DO A QUICK REVIEW of Twitter and other social media sites, and you’ll find extensive use of the word “free.” The dictionary defines free as “without cost or payment.”
College, health care, child care, preschool, even housing are often mentioned in connection with “free.” The actual cost of “free” may not be what it seems. Free in this context typically means shifting the cost from one person to another, or redirecting money to some favored purpose. The true cost of free may be an expense passed on to the next generation in the form of accumulated debt.
Free education in my community, for example, costs 58% of our $13,000 annual property tax bill. How often have you heard someone complain about property taxes? But at the same time, our public schools are popular and celebrated. Citizens complaining about their property taxes seldom draw the connection between their taxes and what the schools cost.
Even if they do, they’re not usually aware of the total cost. In many states, including mine, teachers’ pensions have never been adequately financed. The true cost is usually hidden from taxpayers as an unfunded obligation.
I imagine that everyone knows that nothing is truly free, so why are we so susceptible to the lure of free things? Well, it’s an easy concept to understand—and it sure sounds appealing.
But how accepting would we be if, instead of “free,” the cost of something was described as “hidden in your taxes”? Or what if something “free” came with the proviso that “the cost is to be paid by your children”?

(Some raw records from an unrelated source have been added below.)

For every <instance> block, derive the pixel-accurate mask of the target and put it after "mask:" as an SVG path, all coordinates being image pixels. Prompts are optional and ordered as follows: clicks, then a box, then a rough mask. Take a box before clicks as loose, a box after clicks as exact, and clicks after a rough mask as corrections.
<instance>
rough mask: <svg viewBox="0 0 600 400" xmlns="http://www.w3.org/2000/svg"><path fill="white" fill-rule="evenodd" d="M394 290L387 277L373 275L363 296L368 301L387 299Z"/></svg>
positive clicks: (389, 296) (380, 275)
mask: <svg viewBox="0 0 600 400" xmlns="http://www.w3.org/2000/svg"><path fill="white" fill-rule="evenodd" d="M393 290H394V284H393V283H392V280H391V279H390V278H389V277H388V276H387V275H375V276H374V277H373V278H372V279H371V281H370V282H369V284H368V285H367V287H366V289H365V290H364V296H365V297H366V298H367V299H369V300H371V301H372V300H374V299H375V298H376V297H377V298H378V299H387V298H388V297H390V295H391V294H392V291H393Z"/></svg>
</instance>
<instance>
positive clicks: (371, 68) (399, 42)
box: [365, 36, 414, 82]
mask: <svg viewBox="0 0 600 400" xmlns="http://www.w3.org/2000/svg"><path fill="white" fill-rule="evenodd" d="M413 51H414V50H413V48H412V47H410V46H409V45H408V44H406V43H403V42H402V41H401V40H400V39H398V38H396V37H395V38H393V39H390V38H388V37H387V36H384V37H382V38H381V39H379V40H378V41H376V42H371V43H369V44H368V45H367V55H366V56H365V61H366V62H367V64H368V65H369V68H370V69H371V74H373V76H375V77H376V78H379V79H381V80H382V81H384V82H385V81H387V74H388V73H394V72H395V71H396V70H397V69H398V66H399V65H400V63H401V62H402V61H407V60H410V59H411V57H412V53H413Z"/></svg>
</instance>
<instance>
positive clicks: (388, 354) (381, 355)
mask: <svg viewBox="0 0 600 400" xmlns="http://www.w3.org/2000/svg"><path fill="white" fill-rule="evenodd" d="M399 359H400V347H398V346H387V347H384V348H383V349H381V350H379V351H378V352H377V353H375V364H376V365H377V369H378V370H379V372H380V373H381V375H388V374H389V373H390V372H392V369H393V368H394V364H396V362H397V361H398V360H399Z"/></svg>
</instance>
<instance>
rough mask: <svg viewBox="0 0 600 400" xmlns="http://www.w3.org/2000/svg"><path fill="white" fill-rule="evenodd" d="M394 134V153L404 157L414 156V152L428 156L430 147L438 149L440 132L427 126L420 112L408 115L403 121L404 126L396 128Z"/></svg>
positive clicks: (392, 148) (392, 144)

Politicians use free to add appeal to a proposal. Yet often they do so without consideration of short-term costs and consequences or long-term government debt. Who will pay that burden in the future?
Social Security and Medicare are two excellent examples of short-term thinking. To avoid talking about costs, funding and taxes, politicians have allowed both programs to deteriorate slowly toward insolvency.
All the while, calls for free health care and enhanced Social Security benefits proliferate. These days, many citizens seem willing to abandon the broad-based funding of such social programs in favor of tapping only the “wealthy” to keep them going. As a society, are we any different from those families who live beyond their means and don’t save?